PLAYBOY: "Do you think you had anything to do with bringing all this about?"

JOHN: "It's a damn fact."

PAUL: "Not only us. Us and people who followed us. But we were the first really to get national coverage because of some big shows that we did, and because of a lot of public interest in us."

PLAYBOY: "What do you think is the most important element of your success... the personal appearances, or the records?"

JOHN: "Records. Records have always been the main thing. P.A.'s follow records. Our first records were made, and then we appeared."

PLAYBOY: "Followed closely by Beatle Dolls. Have you seen them?"

GEORGE: They're actually life-size, you know."

PLAYBOY: "The ones we've seen are only about five inches high."

PAUL: "Well, we're midgets, you see."

PLAYBOY: "How does it make you feel to have millions of effigies of yourselves decorating bedsides all over the world? Don't you feel honored to have been immortalized in plastic? After all, there's no such thing as a Frank Sinatra doll, or an Elvis Presley doll."

GEORGE: "Who'd want an ugly old crap doll like that?"

PLAYBOY: "Would you prefer a George doll, George?"

GEORGE: "No, but I've got a Ringo doll at home."

PLAYBOY: "Did you know that you're probably the first public figures to have dolls made of them... except maybe Yogi Berra?"

JOHN: "In Jellystone Park. Do you mean the cartoon?"

PLAYBOY: "No. Didn't you know that the cartoon character is based on a real person... Yogi Berra, the baseball player?"

GEORGE: "Oh."

PLAYBOY: "Didn't you know that?"

JOHN: "I didn't know that."

PAUL: "Well, they're making 'us' into a cartoon, too, in the states. It's a series."

JOHN: "The highest achievement you could ever get."

PAUL: "We feel proud and humble."

PLAYBOY: "Did you know, George, that at the corner of 47th Street and Broadway in New York, there is a giant cutout of you on display?"

GEORGE: "Of me?"

PLAYBOY: "Life-size."

RINGO: "Nude."

PLAYBOY: "No... but the reason we mention it is that this is really a signal honor.
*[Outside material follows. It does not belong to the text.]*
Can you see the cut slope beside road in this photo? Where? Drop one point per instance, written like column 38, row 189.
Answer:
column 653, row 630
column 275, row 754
For years on that corner, there's been a big store with life-size cutouts of Marilyn Monroe, Anita Ekberg, or Jayne Mansfield in the window."

JOHN: "And now it's George."

PAUL: "The only difference is that they've got bigger tits."

RINGO: "I suppose that's one way of putting it."

GEORGE: "The party's getting rough. I'm going to bed. You carry on, though. I'll just stop my ears with cotton... so as not to hear the insults and smutty language."

PLAYBOY: "We've just about run out of steam, anyway."

JOHN: "Do you have all you need?"

PLAYBOY: "Enough. Many thanks, fellows."

JOHN: "'Course a lot of it you won't be able to use-- 'crap' and 'bloody' and 'tit' and 'bastard' and all."

PLAYBOY: "Wait and see."

RINGO: "Finish your scotch before you go."

JOHN: "You don't mind if I climb into bed, do you? I'm frazzled."

PLAYBOY: "Not at all. Good night."

RINGO: "Good night, PLAYBOY."

GEORGE: "It's been a hard day's night."